# chainsaw fuel/oil mixture question



## maxwell (Oct 14, 2010)

I have a old (1960"s blue) Homelite chainsaw XL12 model.
The gas/oil ratio on this saw calls for 16:1.
that is 8oz of oil per gal. I guess they used regular motor oil back then to mix with the gas, smokes a lot with this mixture and fouls out the plug much faster.

with the new fuel/oil mixtures they have today can I mix the fuel/oil at a lower rate of oil and still protect this old chainsaw buddy.

Say 4oz of new fuel/oil mixture per gal of gas

Do not want to ruin this old farm saw as it still runs good, but just thought a different fuel/oil mixture might be better for the saw.

anyone have experience with these old farm saws.

Thanks,


----------



## dgktech (Oct 13, 2010)

Hi Maxwell

The new oils these days are much better than the old motor oil from back then. I have seen many use a 32:1 mix with no trouble. With that said the saw you have is a classic it was the best around of that time.That is why you are still cutting wood with yours. I would not change anything except try some of the smokeless/ash-less oils like the Stihl or Lawnboy brands
Dave


----------



## paulr44 (Oct 14, 2008)

As dgktech says, the oils today are much different. They used to use kerosene or solvent as an emulsifier or cut agent back then. You're talking a time when most 2-stroke oils were a straight weight, such as 40W. We run Stihl and Redmax 50:1 in everything, even old blue Homelites. Lawnboy oil is and has always been very good too (now owned by Toro). Redmax oil is a synthetic blend, and meets JASO standards higher than the ISO. From their website: "It is certified by and registered with JASO for use in ALL air-cooled, 2-stroke, outdoor power equipment engines."


----------



## maxwell (Oct 14, 2010)

paulr44 said:


> As dgktech says, the oils today are much different. They used to use kerosene or solvent as an emulsifier or cut agent back then. You're talking a time when most 2-stroke oils were a straight weight, such as 40W. We run Stihl and Redmax 50:1 in everything, even old blue Homelites. Lawnboy oil is and has always been very good too (now owned by Toro). Redmax oil is a synthetic blend, and meets JASO standards higher than the ISO. From their website: "It is certified by and registered with JASO for use in ALL air-cooled, 2-stroke, outdoor power equipment engines."

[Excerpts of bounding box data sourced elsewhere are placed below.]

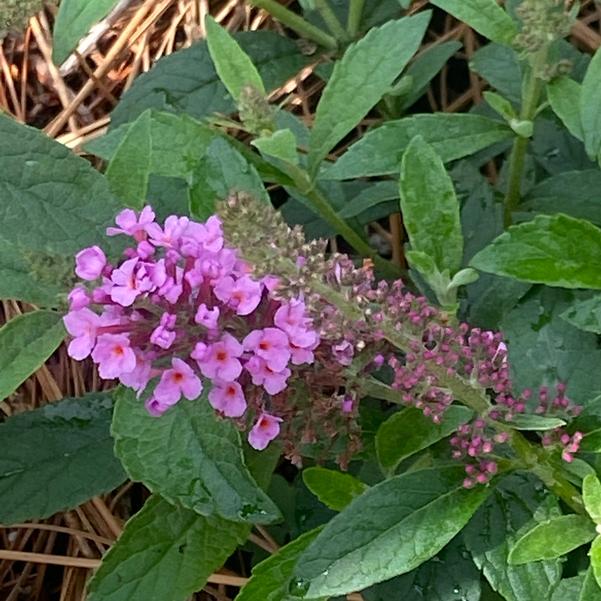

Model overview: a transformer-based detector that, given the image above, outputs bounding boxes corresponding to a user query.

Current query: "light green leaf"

[321,113,514,179]
[303,466,369,511]
[561,296,601,334]
[470,214,601,289]
[464,474,568,601]
[236,528,321,601]
[0,393,125,524]
[0,113,121,256]
[88,495,250,601]
[579,50,601,161]
[509,413,566,431]
[431,0,517,45]
[0,311,65,400]
[582,474,601,524]
[251,129,298,165]
[105,111,152,209]
[293,466,489,598]
[309,12,430,170]
[508,515,596,565]
[205,15,266,101]
[399,136,463,274]
[190,138,269,219]
[376,405,473,472]
[112,388,279,523]
[52,0,118,65]
[111,31,314,128]
[547,76,584,140]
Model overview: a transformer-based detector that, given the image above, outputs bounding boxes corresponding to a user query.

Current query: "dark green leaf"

[0,393,125,524]
[399,136,463,275]
[205,15,265,101]
[236,528,321,601]
[52,0,118,65]
[547,77,584,140]
[464,475,567,601]
[431,0,517,45]
[309,12,430,169]
[88,495,249,601]
[112,388,278,523]
[303,466,369,511]
[520,169,601,225]
[561,296,601,334]
[322,113,514,179]
[0,311,65,399]
[111,31,312,128]
[580,50,601,160]
[500,288,601,409]
[0,114,121,255]
[508,515,596,565]
[294,467,488,598]
[470,214,601,289]
[376,405,473,472]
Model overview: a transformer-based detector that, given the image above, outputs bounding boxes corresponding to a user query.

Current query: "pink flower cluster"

[64,206,320,449]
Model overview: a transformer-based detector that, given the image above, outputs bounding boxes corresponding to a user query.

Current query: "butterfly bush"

[64,202,582,478]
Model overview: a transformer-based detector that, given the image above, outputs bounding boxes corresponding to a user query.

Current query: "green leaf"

[190,138,269,219]
[470,214,601,289]
[251,129,298,165]
[88,495,249,601]
[508,515,596,565]
[303,466,369,511]
[105,111,152,209]
[376,405,473,472]
[0,113,121,255]
[509,413,566,431]
[0,393,125,524]
[431,0,517,45]
[579,50,601,160]
[112,388,279,523]
[321,113,514,179]
[561,295,601,334]
[111,31,313,128]
[520,169,601,225]
[547,76,584,140]
[0,238,66,307]
[205,15,266,102]
[399,136,463,274]
[236,528,321,601]
[52,0,118,65]
[464,474,567,601]
[294,466,489,598]
[0,311,65,399]
[499,287,601,403]
[582,474,601,524]
[309,12,430,170]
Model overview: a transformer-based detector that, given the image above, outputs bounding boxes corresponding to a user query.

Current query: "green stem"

[504,47,548,227]
[346,0,365,38]
[314,0,349,42]
[249,0,338,50]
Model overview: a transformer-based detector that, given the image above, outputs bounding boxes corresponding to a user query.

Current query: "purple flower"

[244,355,291,394]
[214,276,262,315]
[244,328,290,371]
[92,334,136,380]
[193,334,244,382]
[154,358,202,406]
[248,413,282,451]
[75,246,106,281]
[209,381,246,417]
[63,307,101,361]
[106,206,154,241]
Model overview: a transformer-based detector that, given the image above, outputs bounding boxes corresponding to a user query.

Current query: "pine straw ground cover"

[0,0,601,601]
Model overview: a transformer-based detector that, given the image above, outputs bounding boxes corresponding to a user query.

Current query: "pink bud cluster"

[64,206,320,449]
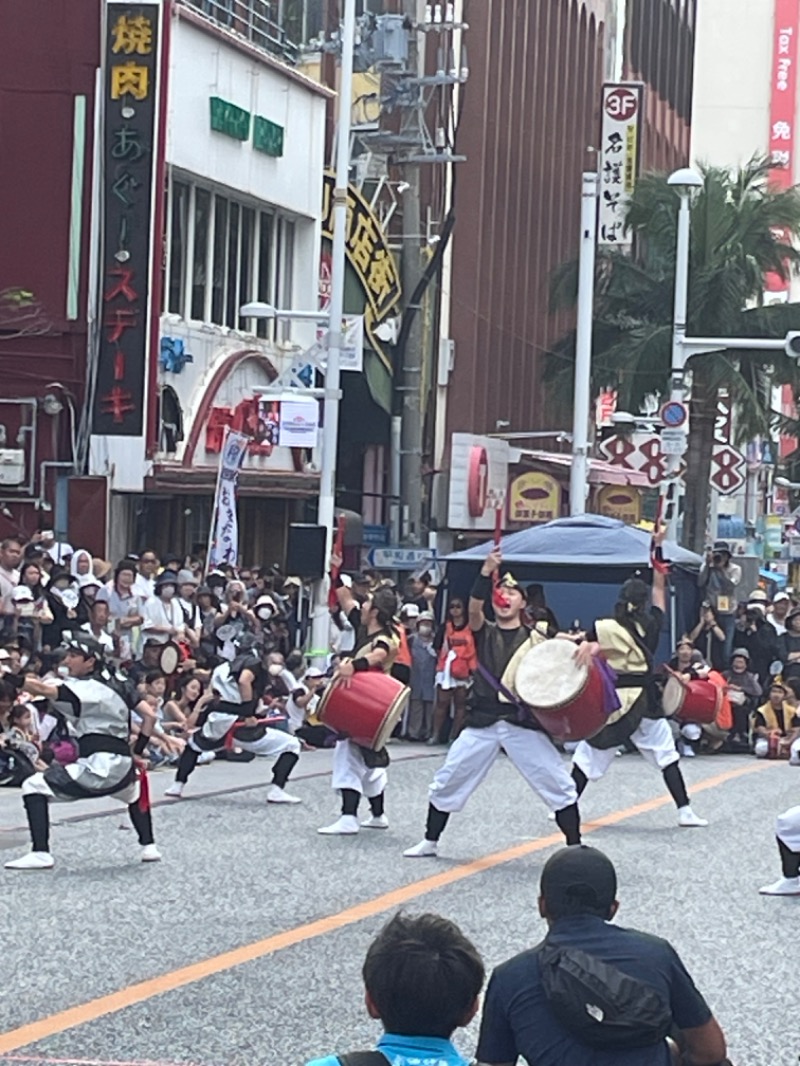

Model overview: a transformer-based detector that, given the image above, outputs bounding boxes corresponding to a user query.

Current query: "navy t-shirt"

[477,916,711,1066]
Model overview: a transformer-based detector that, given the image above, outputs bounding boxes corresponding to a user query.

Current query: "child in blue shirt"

[307,914,484,1066]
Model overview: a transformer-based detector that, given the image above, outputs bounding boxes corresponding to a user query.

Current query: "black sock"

[662,762,689,809]
[272,752,300,789]
[425,803,450,840]
[572,763,589,800]
[128,803,155,845]
[175,744,199,785]
[22,792,50,852]
[775,838,800,877]
[556,803,580,844]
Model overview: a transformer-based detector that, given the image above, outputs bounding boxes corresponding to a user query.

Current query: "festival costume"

[5,637,161,870]
[317,607,401,837]
[164,652,301,804]
[758,807,800,895]
[573,608,707,827]
[404,575,580,858]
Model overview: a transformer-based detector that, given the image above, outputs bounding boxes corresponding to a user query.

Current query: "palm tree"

[545,158,800,551]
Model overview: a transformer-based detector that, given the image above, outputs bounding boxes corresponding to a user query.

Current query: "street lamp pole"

[311,0,355,660]
[661,167,703,540]
[570,171,598,515]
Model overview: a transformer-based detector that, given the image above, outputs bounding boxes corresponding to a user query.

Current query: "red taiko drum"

[514,639,607,740]
[315,671,411,752]
[661,674,722,725]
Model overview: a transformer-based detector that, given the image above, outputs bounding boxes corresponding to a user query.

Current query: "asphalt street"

[0,745,800,1066]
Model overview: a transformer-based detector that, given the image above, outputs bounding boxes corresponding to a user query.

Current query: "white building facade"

[92,4,330,564]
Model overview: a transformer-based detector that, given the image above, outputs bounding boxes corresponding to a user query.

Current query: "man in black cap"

[403,548,580,858]
[698,540,741,662]
[5,634,161,870]
[477,845,726,1066]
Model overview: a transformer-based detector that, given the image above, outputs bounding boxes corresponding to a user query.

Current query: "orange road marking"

[0,762,770,1054]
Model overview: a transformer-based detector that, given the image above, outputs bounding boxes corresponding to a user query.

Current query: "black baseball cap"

[540,844,617,910]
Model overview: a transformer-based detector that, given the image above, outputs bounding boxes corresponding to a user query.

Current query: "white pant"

[236,729,300,757]
[331,740,389,800]
[573,718,681,781]
[429,722,578,813]
[775,807,800,852]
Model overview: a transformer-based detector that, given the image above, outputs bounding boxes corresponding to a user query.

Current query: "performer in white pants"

[403,549,580,858]
[573,529,708,827]
[317,571,400,837]
[758,807,800,895]
[5,634,161,870]
[164,637,302,804]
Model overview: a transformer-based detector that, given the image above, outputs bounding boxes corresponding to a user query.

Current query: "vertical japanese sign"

[765,0,800,302]
[92,0,161,437]
[597,81,644,253]
[206,430,250,572]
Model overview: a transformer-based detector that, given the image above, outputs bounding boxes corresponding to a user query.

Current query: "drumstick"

[492,498,509,607]
[327,515,347,611]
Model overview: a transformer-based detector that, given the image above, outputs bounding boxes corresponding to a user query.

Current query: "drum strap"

[478,662,534,722]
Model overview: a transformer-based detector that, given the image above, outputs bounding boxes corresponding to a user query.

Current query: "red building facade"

[0,0,105,551]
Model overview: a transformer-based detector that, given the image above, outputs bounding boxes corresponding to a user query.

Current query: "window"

[166,181,189,314]
[165,172,295,337]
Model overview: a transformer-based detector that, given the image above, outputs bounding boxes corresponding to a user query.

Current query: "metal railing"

[178,0,316,63]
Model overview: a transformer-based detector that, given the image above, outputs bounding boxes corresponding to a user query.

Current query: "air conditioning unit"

[0,448,25,485]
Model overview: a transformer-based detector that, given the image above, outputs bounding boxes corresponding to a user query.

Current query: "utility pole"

[570,171,599,515]
[398,0,425,545]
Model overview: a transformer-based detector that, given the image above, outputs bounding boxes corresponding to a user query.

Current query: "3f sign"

[606,88,639,123]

so you are saying that i can run the 50-1 ratio fuel/oil as I do in my other late model chainsaws and it will provide the proper lube for the old saw?


----------



## justin3 (Apr 10, 2007)

You can run 50:1 in your older homelite, I run it in my old blue ones, however only use high quality oil such as stihl, echo, mobile 1, lawnboy. No cheap power care crap at Home Depot or Sears. 89 octane fuel with good quality oil will be fine.


----------



## james33 (Oct 27, 2010)

I totally agree with Justin3 and would add that what seizes 2 stroke engines is:

1. No Oil in the mix, 
2. Old Mixture (more than 30 days)
3. Dirty stuffed fuel filter in the tank or 
4. Dissolved plastic from the wrong type of container


----------



## maxwell (Oct 14, 2010)

I went by my local chainsaw and small engine dealer the other day any ask the same question.

He is the dealer that I bought my Husky and Stihl chainsaws from.

He said to only use the 16:1 ratio oil mixture in the old saw, he said the cylinders were not as strong in the old saws as they are today and it needs the higher mixture of oil to protect the cylinder walls. It will smoke more but the engine will be protected. 

He ask what ratio oil gas mixture I had been running in the old saw all these years, I said it has alway had 16:1 mixture. He then said that is the reason its still running when most of those old saws have been in the scrap pile for years.

I am giving the saw to my son, I believe I will just tell him to stick with the proper 16:1 mixture and be sure he uses high quality oil and non-ethanol fuel as I have always used.
A little smoke will just add to his wood cutting experience.


Thanks for your replys,


----------



## james33 (Oct 27, 2010)

Everyone is entitled to their own point of view and I am still learning from everybody, but as I have said in another post I made, Saws are dangerous machines and one part of the danger is the emissions. Years ago we were all more ignorant of the effects of inhaling exhaust fumes, but I hope we have learnt more since then.
Whilst I am sure the statement "inhaling smoke adds to the wood cutting experience" was made in jest, we need to at least give our children the benefit of our experience.
Besides being a mechanic working for a main Stihl and Husqvarna dealer (amongst other brands) on 2 and 4 stokes for 30 + years I have trained several people to do the same in my final position as a manager and I would have to say (in my own experience) that the engines on many of the old saws, (especially the chromed bores present in such as the Echo60s saws) were almost bullet proof! 
But the world is a better place for the diversity of people and opinions, so what the heck, I'll agree to disagree...


----------